Very profound effect, it's easy to see, will come of this when it is heeded more. St. Paul, of course, is speaking to a people who do not have the Bible and who have never seen Christ. So instead of telling them to imitate someone whom they have no knowledge of except through Paul, Paul tells them to imitate him as he, one who has seen and heard, imitates Christ. But since we do today have the fullest story of Christ's life, imitating Paul, while good and something to be strived for, we should strive for the higher goal, which is to imitate Christ.

But something this verse also touches on is the Communion of Saints. We do not worship the saints, but honor because whether they went through excruciating pain of either mind or body, and said "yes" to God and followed. We should look to them for help and intercession, since they have really been through it all already. No pain we go through today has not felt by one of the saints. That's a very consoling thought to think on for a minute. That in all the chaos of this world, we have our own problems and often feel, whether we phrase it thus or not, that there really isn't anyone out there who understands us.

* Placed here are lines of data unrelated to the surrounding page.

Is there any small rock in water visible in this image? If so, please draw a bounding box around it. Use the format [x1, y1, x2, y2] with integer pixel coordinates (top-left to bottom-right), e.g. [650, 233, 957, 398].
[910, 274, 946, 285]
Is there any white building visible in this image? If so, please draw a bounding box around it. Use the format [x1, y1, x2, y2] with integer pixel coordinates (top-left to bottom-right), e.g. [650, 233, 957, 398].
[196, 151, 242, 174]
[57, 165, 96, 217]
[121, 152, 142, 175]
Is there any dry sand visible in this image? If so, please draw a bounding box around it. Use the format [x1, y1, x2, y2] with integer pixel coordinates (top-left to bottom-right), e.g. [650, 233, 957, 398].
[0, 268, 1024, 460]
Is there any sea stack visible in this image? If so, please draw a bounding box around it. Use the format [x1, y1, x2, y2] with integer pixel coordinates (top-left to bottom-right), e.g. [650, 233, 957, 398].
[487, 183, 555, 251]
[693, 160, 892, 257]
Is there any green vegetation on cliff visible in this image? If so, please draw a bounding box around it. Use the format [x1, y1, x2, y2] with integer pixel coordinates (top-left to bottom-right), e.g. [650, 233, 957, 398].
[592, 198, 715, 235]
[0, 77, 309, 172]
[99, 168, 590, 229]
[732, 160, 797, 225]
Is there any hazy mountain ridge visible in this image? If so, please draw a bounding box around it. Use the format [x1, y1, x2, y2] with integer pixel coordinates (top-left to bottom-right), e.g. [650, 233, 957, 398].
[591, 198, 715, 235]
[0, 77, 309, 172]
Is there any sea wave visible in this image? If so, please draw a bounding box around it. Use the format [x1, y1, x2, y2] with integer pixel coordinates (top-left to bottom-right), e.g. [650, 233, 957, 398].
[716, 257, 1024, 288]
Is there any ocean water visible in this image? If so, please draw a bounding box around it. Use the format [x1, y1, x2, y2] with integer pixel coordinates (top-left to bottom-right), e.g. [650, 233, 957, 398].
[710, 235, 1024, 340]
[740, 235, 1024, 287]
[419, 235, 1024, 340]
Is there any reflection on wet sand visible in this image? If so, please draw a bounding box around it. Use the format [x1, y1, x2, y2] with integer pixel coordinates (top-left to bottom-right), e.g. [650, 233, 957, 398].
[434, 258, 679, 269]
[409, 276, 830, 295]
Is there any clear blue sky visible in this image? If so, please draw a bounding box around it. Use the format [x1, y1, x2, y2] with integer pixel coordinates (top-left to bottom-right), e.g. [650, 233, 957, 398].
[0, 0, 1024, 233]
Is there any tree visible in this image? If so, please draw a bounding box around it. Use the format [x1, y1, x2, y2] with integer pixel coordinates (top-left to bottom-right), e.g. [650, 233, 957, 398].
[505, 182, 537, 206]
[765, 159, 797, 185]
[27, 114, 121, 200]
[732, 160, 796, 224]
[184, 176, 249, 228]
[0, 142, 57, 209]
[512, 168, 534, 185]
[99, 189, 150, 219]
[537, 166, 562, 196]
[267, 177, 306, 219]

At the Transfiguration of Christ, which we will hear about in one month exactly, Christ converses with Moses and Elijah. Both men are great, but relating to Christ in different ways. Moses was especially attuned to Christ because he was called to go and rescue a people from clutches. And Elijah because Christ too would ascend, body and soul inseparable, to Heaven. Just like Christ speaking with those two most glorious of Judaism and Christianity, let's never forget that our stories have always been gone through by someone in heaven, and that someone is waiting for the plea for help, for comfort, and for guidance on what to do.

Christ is the light of the world, and at Baptisms to this day, a light is given to symbolize the light of Christ coming into this world and all its darkness. All the saints are holy through their free will in desiring and meriting the glorification that is from Christ. As such, let us look to the saints who are "partakers of the divine nature" and sharers in the one mediatorship of Christ. Let them be a light in this world when we're in our darkest hours. Pope John Paul II it was who asked how much of a better place the world would be if everyone said a Rosary everyday? Added on to that or even just sitting alone by itself for that matter, what kind of a world would this be if we all would try and imitate Christ and emulate the saints in faith, hope, love, charity, and trust?